As for numbers, let's see, I just upgraded the Elekcity Voltson smart plugs in the house, and I can only take screenshots on my iPhone, but here's the rough numbers read from the Voltson smartplug on "what you see is what you use off the wall" mode.
t740 Thin client, 8GB of RAM, 256GB Intel SATA SSD, Proxmox 6.1.8, Mellanox MCX353A-FCBT (ConnectX3 VPI), 6 VFs active on boot - Only thing connected is the power lead and Gigabit ethernet.
2 minutes after startup: 20w
4 VMs started (3 Linux, 768MB RAM each, 1 pfsense, 2GB RAM, ~5GB RAM in total allocated) , 3 grabbing 2 VFs each, idle - 24w
4 VMs (2 running stress -c 3, 1 idle, 1 pfsense) - 27w
4 VMs (2 running stress -c 3, 1 idle, 1 pfsense) + stress -c 6 -m 2 --vm-bytes 1G on Proxmox itself - 31w
I have no idea why the wattage is so low - my suspicion is that it's thermally limited since the temp reading is around 98 C, and return-to-idle is roughly the same usage (25w, 1w from the fan cooling the system down). It might also have to do with the fact that the Vega 8 GPU Is not being used whatsoever. The Vega 8 can be a power hog when pushed hard. Note that most of the VCE magic only works on Windows.

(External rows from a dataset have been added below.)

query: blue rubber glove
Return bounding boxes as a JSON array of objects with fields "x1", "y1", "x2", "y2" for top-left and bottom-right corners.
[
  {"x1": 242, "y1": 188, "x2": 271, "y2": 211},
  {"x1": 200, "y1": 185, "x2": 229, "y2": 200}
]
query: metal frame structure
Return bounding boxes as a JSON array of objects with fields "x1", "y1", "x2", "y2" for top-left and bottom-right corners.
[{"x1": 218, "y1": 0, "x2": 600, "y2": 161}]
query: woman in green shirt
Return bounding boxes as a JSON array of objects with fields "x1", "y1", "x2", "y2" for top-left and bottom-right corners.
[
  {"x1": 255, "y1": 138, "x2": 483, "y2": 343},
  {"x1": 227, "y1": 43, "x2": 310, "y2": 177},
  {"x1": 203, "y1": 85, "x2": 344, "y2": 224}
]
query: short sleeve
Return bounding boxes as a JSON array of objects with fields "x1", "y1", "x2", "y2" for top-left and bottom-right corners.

That doesn't seem like much - but going with the notes since I booted it earlier to Windows 10 IoT 64 to do efficiency testing for HTPC competitiveness:
t740 Thin client, 8GB of RAM, 64GB eMMC+256GB Intel SATA SSD, Intel X520-DA2 10GbE adapter on but not used, DP->HDMI connected to 4k TV (running 1080p), USB mouse/keyboard combo, Gigabit ethernet
On boot: 41w (everything powered up)
2 minutes after stabilized boot: 25w (GPU on and displaying on HDMI, CPU idle)
Dolphin NGC/Wii emulator + Super Mario Galaxy, 2x native resolution @ 98%: 41w (45% CPU load, 85% GPU load avg)
Dolphin NGC/Wii emulator + Auto Modellista, 3x native resolution @ 100%: 28w (35% CPU load, 75% GPU load avg.)
PCSX2 PS2 Emulator/Star Wars battlefront 2: 27w (15% CPU load, 45% GPU load avg.)
Playing 1080p H264 - 30w (VCN half engaged)
Playing 4k H265 - 33w (VCN fully engaged)
Playing 4k VP9 via Google Chrome (Youtube UHD content) - 44w (VCN1 does not have 4k accelerated playback for VP9)
Transcoding 4k H265 to 1080p H264 via Handbrake - 83w (the CPU and GPU are both hammered due to VCE not being all that efficient)
Oh yeah, and
here's the equivalent numbers for the t730 - that t730 does have 32GB of DDR3 RAM and no secondary SSD. The t740 is much more power efficient as a server. But as an HTPC? Hmm...I'll need to compare it to something like a Skylake NUC, especially for VP9/H265 and Quicksync transcoding. It's not really fair comparing it to the t730 since it's a GCN4.2 GPU that barely accelerates modern video codecs.